This story comes to us from reader EmJay. EmJay's story is the epitome of getting rich slowly, and readers can learn from her effort. This post is part of the Reader Stories series. Some reader stories contain general advice; others are examples of how a GRS reader achieved financial success or failure. These stories feature folks with all levels of financial maturity and income.
Although we didn't declare it to be at the outset, 2012 was The Year We Slayed Our Debt. We refinanced our house in late 2011 to get a shorter interest rate and term, and when we got that magical 10-year mortgage (which will even be a bit shorter than that using a biweekly payment schedule!!), something clicked for me.
All of a sudden, there was light at the end of the tunnel. If we could pay off our house in 10 years, we could debt-free by 40! And if we could pay off our house, what else could we pay off? What else could we do with all that money that would be available? This was really exciting!
I became obsessed—in a good, healthy, and (mostly) sane sort of way. I read Get Rich Slowly and other blogs, borrowed books on frugality from the library, and listened to personal finance podcasts to keep my motivation up. I recorded our spending more regularly than before and compared it with previous years' spending to see where we had incrementally and unintentionally inflated our lifestyle over time. And then I slowly deflated it.

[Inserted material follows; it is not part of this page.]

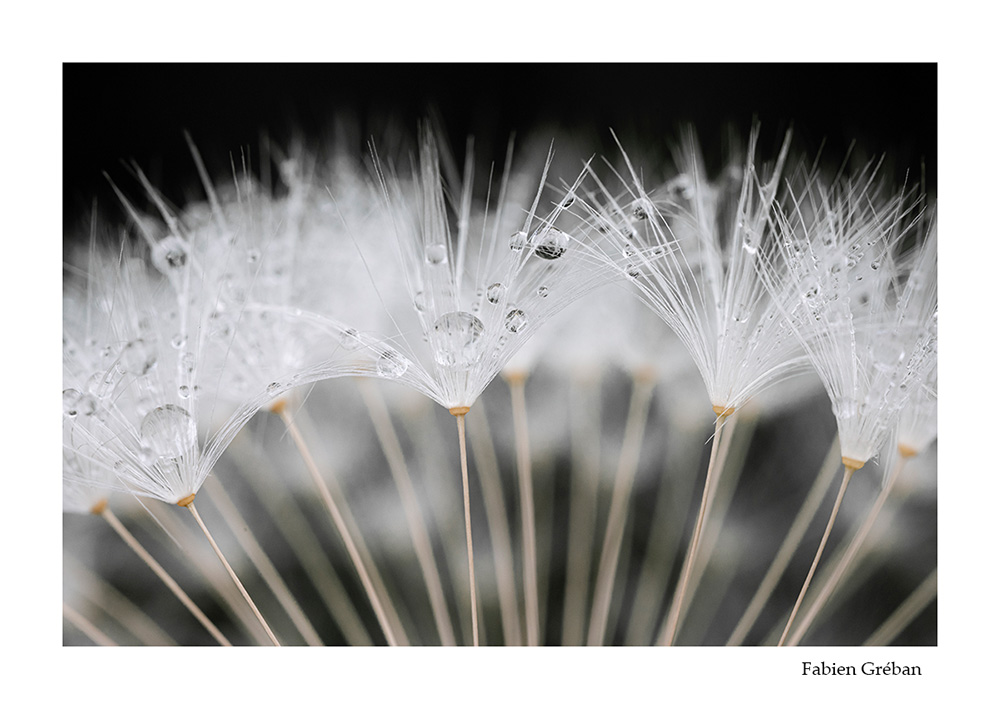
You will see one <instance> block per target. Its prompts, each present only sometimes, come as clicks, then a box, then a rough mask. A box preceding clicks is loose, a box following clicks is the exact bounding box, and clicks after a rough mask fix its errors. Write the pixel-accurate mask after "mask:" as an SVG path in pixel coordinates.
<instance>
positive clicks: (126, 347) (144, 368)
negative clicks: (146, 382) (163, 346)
mask: <svg viewBox="0 0 1000 709" xmlns="http://www.w3.org/2000/svg"><path fill="white" fill-rule="evenodd" d="M121 365H122V368H123V369H124V370H125V371H126V372H128V373H129V374H134V375H136V376H139V377H141V376H142V375H144V374H145V373H146V372H148V371H149V370H150V369H152V368H153V367H154V366H156V349H155V348H154V347H153V345H152V344H150V343H149V342H146V341H145V340H132V341H131V342H129V343H128V344H127V345H125V347H124V349H122V354H121Z"/></svg>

We paid off my student loans, his vehicle, and then his loans to get rid of our debt, and then built up our emergency fund. This was all in a year, and faster than my original estimate of about 18 months.
On to phase two
My husband and I recently spent an evening planning our next steps toward financial independence. We have more money available now that we're not making extra debt or savings payments. I was actually really looking forward to this conversation — partly because I'm a nerd and it meant more number crunching, but more importantly, it was an opportunity to plan out what we want our future to look like.

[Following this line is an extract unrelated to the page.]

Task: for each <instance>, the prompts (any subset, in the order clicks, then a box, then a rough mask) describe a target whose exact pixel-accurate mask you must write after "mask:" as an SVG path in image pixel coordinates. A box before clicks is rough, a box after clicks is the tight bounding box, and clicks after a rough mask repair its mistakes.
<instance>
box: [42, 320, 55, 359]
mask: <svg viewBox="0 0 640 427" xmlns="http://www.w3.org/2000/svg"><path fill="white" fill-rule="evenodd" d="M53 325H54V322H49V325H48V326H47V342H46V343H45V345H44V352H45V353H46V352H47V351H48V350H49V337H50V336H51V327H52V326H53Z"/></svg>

First, we looked back over the last several months of expenses to see how much money we were really talking about. This ends up being about $2,400 per month, which seems like an incredible sum since I started this snowball with $500 per month from a pay raise in late 2011. Huzzah to the debt slayers!

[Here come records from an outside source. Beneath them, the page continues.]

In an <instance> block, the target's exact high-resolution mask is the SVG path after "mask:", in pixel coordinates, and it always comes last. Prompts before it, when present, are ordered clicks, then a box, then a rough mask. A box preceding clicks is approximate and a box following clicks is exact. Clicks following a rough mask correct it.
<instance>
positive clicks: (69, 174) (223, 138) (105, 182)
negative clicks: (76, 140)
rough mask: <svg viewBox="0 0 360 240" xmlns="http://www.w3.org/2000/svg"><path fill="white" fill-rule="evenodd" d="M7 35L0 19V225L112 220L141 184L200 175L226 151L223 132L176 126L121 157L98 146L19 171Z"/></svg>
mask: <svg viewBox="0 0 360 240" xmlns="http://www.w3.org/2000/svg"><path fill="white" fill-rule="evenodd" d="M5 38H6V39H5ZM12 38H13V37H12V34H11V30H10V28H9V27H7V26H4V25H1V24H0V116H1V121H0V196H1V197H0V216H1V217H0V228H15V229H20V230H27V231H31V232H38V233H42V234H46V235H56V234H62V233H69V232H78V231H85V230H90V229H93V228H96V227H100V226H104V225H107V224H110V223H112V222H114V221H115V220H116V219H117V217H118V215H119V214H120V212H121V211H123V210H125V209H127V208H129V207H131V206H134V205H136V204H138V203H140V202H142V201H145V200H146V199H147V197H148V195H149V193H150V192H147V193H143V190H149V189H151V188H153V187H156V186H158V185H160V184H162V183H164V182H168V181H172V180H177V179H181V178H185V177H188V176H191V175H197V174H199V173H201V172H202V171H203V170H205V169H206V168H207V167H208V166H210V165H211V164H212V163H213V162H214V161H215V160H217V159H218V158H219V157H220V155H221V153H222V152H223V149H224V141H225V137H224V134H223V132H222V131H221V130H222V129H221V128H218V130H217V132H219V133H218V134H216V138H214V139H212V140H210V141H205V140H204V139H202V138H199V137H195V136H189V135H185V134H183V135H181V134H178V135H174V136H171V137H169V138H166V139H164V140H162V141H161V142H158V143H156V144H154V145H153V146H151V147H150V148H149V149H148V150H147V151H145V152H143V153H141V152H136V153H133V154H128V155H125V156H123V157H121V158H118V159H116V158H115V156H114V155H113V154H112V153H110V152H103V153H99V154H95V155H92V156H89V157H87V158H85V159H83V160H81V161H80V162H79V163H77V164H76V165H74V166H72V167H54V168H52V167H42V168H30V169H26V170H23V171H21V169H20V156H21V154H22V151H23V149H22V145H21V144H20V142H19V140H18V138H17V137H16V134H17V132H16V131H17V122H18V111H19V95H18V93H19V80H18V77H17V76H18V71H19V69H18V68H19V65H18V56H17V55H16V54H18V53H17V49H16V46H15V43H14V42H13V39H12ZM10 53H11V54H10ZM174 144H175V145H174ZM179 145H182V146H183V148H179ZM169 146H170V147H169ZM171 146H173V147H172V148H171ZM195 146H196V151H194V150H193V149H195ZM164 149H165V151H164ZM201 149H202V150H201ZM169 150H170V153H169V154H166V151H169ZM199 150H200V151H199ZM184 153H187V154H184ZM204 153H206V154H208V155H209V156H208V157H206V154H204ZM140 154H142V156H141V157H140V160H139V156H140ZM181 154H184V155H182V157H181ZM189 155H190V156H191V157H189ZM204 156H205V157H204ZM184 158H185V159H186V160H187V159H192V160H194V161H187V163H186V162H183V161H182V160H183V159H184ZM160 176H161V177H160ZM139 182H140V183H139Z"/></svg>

We knew that increasing our retirement contributions would be one of our next steps, so we then calculated 15 percent of our gross income to see how much we should be putting in each year. We are currently putting in a little (to make sure we get that match), so we'll be increasing that about $850 per month.
We then talked about and prioritized our other goals to decide what to do with the remaining $1,550. We decided to increase our charitable donations by $200 per month. We also put high-priority on saving up for new (used) vehicles. We hope to get two more years from my car and four years from his truck. Since we're not sure how much longer my car will actually last, however, we're going to save a lot for future vehicles this year—about $1,100 per month. The rest will go to our medium-term goal of paying off the house.
Over the next few years, our monthly “car payment to ourselves” will gradually decrease to a more reasonable amount as we build that savings up, and then we'll making increasingly large extra payments on the house. We also identified longer-term goals for traveling and buying recreational forest land but are not funding these this year.
So we have our new plan and are in the process of implementing it. We've visited our financial planner to decide our best options for funding retirement and have started identifying organizations to which we'll donate. It's been really thrilling to see our progress so far, and this is itself incredibly motivating as we move ahead. We've started to turn our debt snowball into a savings snowball. And someday we'll roll it into a giant snowball for having fun and helping others.